By day, they are personal-care assistants, parents, HVAC technicians, even the branch president of a credit union. By night, they're united in their love of putting on a spooky show.
"They form this kind of ragtag family of unique individuals who all really, really enjoy Halloween," Hastings explained.
The hayride pulls into an old sawmill, complete with circular blades roaring. Out of nowhere, a tattooed millworker in stained overalls leaps out, revving his chainsaw (it's real, but with a protective cover). Riders scream and duck.
Chainsaw guy is actually Byron Brown, a mechanic from St. Paul, whose skin is still splattered with grease from a car he worked on earlier. He figured it fit with his look, which suggests he's taken a sawmill blade to his face.
Some actors like to repeatedly scare the same visitor. Or eavesdrop on conversations to creepily address guests by name. Brown's favorite scare tactic is the bait-and-switch: One actor distracts the guests while he leaps onto the wagon. "All of a sudden, you're right there and 'boom,' they jump out of their seats!" he said.
After passengers are dropped off outside the prison, they go on a long walk through one scene after another. Some scares unfold slowly, such as the tension-building tiptoe through the aisle of a prison-yard bus, where shadowy figures slump in the seats. Others are literal shockers, including an electric chair execution gone awry.
In the salvage yard, a bloodied mechanic with black eyeballs (costume contact lenses) steps out from the shadow of a junked car. It's Oliver Bauer, a high school thespian from Vadnais Heights playing a role very different from the one he holds in his school production of "Clue."
Bauer likes to bang on oil drums, or crouch under a wreck and grab ankles, or follow guests and trail his fingers up their back while growling and hissing. Unlike many haunted attractions, Dead End allows its actors to touch guests (with limits). It helps break the "fourth wall" and makes guests feel like they're actually in a horror movie instead of just watching it.

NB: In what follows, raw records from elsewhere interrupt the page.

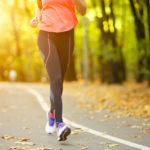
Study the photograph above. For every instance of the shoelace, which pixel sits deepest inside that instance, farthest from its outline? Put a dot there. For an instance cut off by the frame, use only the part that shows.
(51, 121)
(60, 125)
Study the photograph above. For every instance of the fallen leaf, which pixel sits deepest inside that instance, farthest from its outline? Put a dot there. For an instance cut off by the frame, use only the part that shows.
(8, 137)
(146, 130)
(25, 143)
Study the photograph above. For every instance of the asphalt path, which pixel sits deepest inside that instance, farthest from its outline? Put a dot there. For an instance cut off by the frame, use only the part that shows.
(23, 116)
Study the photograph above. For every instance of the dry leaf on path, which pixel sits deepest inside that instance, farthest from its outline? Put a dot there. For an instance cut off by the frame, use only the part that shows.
(25, 143)
(8, 137)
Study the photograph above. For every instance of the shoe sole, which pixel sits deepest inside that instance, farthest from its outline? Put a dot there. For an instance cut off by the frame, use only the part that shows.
(64, 134)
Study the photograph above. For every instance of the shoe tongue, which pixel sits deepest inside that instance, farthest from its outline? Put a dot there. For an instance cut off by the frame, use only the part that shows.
(60, 125)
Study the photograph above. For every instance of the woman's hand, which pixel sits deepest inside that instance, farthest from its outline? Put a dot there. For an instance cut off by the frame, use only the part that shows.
(34, 22)
(81, 6)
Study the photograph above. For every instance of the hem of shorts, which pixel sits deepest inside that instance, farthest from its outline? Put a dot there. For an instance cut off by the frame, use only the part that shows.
(57, 31)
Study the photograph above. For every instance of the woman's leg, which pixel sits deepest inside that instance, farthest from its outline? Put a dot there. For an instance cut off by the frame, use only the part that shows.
(52, 64)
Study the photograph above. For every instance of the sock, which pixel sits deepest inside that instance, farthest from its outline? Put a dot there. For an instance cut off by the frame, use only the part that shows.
(57, 123)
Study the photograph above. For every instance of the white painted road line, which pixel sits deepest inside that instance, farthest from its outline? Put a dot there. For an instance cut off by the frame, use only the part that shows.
(45, 107)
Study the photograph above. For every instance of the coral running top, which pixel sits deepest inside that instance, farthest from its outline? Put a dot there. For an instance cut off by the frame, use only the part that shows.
(58, 15)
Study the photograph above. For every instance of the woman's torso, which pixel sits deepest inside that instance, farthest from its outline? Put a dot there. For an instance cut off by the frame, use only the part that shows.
(58, 15)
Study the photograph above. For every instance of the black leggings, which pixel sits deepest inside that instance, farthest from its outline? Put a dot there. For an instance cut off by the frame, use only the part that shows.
(56, 51)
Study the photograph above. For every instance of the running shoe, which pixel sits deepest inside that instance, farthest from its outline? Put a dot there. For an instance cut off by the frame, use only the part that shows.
(50, 125)
(63, 131)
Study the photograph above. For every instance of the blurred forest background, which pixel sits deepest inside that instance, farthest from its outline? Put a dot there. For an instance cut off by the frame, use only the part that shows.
(117, 33)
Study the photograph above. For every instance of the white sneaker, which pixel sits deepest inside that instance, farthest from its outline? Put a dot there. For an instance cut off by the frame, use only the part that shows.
(50, 125)
(63, 131)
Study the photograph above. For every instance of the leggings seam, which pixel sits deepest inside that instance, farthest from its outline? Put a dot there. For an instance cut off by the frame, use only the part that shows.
(48, 50)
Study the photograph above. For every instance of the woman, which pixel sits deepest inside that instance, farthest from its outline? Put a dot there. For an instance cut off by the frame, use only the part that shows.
(56, 44)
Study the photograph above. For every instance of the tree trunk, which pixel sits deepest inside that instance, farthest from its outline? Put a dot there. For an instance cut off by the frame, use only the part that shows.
(111, 71)
(140, 34)
(148, 22)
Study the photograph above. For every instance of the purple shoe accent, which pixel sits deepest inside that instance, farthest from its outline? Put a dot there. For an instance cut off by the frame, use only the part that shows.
(51, 121)
(60, 124)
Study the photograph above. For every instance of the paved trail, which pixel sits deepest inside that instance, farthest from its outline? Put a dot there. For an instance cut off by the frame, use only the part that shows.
(22, 114)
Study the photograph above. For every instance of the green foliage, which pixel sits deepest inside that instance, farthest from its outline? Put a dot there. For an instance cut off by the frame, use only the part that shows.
(14, 24)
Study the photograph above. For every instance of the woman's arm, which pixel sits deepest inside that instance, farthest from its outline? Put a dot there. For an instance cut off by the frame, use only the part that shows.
(81, 6)
(34, 22)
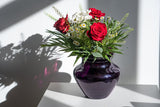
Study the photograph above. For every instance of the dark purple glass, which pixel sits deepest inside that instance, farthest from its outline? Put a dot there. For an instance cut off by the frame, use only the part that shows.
(97, 79)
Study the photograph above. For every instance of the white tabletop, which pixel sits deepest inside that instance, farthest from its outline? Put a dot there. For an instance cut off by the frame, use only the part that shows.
(69, 95)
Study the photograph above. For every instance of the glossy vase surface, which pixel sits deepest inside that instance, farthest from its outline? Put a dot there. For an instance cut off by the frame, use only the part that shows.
(96, 78)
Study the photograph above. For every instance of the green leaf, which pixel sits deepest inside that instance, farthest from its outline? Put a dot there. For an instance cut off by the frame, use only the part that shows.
(51, 17)
(97, 54)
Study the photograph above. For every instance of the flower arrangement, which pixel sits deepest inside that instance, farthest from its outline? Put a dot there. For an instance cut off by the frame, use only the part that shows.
(89, 33)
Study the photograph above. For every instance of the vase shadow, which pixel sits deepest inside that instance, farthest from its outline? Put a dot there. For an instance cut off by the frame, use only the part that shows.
(70, 89)
(32, 68)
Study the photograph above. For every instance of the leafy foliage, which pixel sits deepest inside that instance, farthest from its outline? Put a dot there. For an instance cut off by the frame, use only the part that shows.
(80, 45)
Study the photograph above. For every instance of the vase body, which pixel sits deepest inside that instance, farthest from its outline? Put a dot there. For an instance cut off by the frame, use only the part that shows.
(96, 79)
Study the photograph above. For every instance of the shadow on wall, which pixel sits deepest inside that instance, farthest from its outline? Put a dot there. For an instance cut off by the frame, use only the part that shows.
(20, 9)
(32, 68)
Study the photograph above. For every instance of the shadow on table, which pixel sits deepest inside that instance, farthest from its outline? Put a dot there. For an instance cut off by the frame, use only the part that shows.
(140, 104)
(32, 68)
(47, 102)
(70, 89)
(148, 90)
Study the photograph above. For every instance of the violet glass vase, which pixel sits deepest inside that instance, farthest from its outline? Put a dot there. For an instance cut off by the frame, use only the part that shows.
(96, 79)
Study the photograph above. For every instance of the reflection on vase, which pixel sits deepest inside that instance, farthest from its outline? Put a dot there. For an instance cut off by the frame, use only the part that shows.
(97, 79)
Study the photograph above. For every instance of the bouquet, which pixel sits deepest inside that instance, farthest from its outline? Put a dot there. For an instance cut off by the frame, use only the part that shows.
(89, 33)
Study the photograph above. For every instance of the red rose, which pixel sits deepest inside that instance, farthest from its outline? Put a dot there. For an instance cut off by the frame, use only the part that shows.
(96, 13)
(62, 25)
(97, 31)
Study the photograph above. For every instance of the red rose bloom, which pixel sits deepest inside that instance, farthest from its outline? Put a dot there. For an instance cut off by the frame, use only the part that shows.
(96, 13)
(62, 25)
(97, 31)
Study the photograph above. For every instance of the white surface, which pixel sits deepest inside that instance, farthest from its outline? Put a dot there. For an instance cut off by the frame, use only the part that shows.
(148, 42)
(69, 95)
(147, 71)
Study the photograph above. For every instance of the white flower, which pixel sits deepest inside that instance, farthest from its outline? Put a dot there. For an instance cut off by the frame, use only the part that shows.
(78, 17)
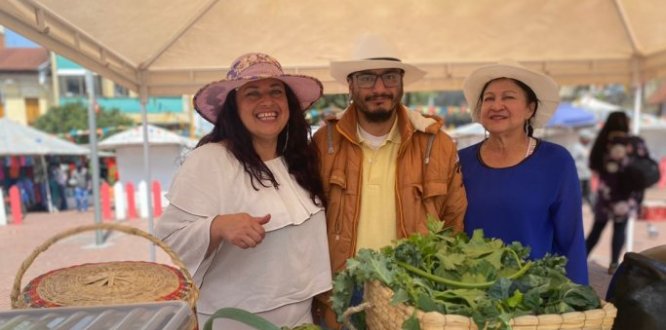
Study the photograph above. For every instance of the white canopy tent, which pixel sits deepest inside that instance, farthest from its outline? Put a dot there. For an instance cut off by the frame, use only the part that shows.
(167, 151)
(174, 47)
(17, 139)
(158, 47)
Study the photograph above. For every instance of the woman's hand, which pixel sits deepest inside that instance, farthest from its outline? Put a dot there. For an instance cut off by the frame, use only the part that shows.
(240, 229)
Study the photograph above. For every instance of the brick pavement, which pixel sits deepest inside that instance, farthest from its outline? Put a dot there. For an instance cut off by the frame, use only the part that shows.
(18, 241)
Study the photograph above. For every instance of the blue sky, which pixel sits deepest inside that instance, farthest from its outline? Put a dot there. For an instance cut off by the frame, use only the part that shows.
(13, 39)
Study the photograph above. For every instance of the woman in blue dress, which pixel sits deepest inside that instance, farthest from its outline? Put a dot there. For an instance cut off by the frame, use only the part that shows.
(520, 188)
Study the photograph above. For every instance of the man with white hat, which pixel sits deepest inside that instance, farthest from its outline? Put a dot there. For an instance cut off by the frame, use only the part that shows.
(385, 168)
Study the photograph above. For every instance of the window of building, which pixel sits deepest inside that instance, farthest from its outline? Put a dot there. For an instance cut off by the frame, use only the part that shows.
(75, 86)
(120, 91)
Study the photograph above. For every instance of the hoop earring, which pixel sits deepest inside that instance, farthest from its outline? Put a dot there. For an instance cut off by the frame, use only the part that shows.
(286, 140)
(526, 127)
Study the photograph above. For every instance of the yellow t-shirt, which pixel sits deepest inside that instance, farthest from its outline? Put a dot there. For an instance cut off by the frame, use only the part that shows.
(377, 220)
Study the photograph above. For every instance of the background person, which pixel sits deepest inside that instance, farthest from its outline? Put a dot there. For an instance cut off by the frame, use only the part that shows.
(246, 213)
(581, 155)
(81, 181)
(520, 188)
(612, 151)
(385, 168)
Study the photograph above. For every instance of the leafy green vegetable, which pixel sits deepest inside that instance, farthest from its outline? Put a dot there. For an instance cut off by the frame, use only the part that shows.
(476, 276)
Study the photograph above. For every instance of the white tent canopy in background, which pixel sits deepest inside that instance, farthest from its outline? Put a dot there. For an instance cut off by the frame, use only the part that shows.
(19, 139)
(174, 47)
(157, 47)
(167, 150)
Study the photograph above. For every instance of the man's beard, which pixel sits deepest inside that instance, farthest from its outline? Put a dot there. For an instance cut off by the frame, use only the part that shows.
(380, 115)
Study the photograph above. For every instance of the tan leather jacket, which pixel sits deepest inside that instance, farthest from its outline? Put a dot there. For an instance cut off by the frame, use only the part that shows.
(428, 179)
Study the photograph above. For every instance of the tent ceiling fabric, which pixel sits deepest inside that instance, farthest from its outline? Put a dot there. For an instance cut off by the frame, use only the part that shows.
(176, 46)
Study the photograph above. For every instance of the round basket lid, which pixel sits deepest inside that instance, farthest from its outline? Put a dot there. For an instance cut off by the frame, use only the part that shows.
(107, 283)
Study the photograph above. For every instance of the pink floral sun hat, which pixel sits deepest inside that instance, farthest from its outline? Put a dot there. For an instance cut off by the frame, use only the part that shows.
(208, 101)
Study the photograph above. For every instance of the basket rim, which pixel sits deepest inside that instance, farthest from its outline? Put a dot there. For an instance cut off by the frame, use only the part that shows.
(607, 308)
(18, 300)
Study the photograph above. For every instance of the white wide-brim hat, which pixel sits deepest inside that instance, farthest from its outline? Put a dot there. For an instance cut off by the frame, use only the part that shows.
(545, 88)
(209, 100)
(374, 52)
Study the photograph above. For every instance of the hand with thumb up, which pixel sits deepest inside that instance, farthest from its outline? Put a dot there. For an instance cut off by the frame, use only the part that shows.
(240, 229)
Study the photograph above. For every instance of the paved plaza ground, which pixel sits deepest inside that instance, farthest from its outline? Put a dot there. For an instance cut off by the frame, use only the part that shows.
(17, 242)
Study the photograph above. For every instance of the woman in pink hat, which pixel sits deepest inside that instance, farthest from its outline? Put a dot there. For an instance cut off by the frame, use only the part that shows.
(246, 212)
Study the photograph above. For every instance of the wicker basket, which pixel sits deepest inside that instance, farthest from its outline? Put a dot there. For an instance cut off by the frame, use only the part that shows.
(382, 315)
(108, 283)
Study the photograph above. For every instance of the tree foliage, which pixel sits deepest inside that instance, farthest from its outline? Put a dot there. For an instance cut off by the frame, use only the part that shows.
(74, 116)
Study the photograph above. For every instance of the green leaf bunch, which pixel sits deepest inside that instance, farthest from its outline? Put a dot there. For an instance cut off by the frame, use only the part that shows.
(479, 277)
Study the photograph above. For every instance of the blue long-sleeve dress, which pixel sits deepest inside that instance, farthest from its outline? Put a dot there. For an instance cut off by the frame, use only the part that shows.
(536, 202)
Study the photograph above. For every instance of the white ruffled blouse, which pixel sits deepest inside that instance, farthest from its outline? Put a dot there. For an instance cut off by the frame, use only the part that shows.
(289, 266)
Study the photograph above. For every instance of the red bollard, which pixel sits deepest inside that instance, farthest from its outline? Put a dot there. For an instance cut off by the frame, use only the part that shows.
(662, 168)
(15, 205)
(106, 201)
(157, 198)
(131, 204)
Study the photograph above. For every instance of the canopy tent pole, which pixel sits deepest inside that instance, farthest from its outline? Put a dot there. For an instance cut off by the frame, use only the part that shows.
(49, 200)
(92, 128)
(143, 96)
(636, 130)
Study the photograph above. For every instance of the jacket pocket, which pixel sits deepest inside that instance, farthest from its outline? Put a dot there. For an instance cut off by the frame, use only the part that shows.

"We have people who drop to the floor," Bauer said. "We have people who cry. We have people who pee themselves, and they announce it to everyone, like, 'Omigod, I just peed myself.' "
As acting gigs go, Dead End is no Guthrie. Roles pay about $15 an hour, can stretch into the wee hours and include acting in the rain and mud.
"Sometimes it's not glamorous," Hastings admits. "It's an incredibly physical job. You lose your voice."
Yet each year, a majority of the staff comes back, in part due to the camaraderie Dead End cultivates. (There are post-show meals and pre-season parties.) Sometimes even the owner joins right in the fun. Last season, Hastings spent a night hiding in the show, deploying his signature "jumpscare" (exactly what it sounds like). "I haven't laughed and been so entertained all year," he recalled.
Scaring, Hastings said, is a symbiotic relationship: The scare-ers get as much thrill as the scare-ees. "The customer gets an adrenaline rush from your scaring them, as those brain chemicals get their heart pumping. But as a scare actor, you get that rush, too."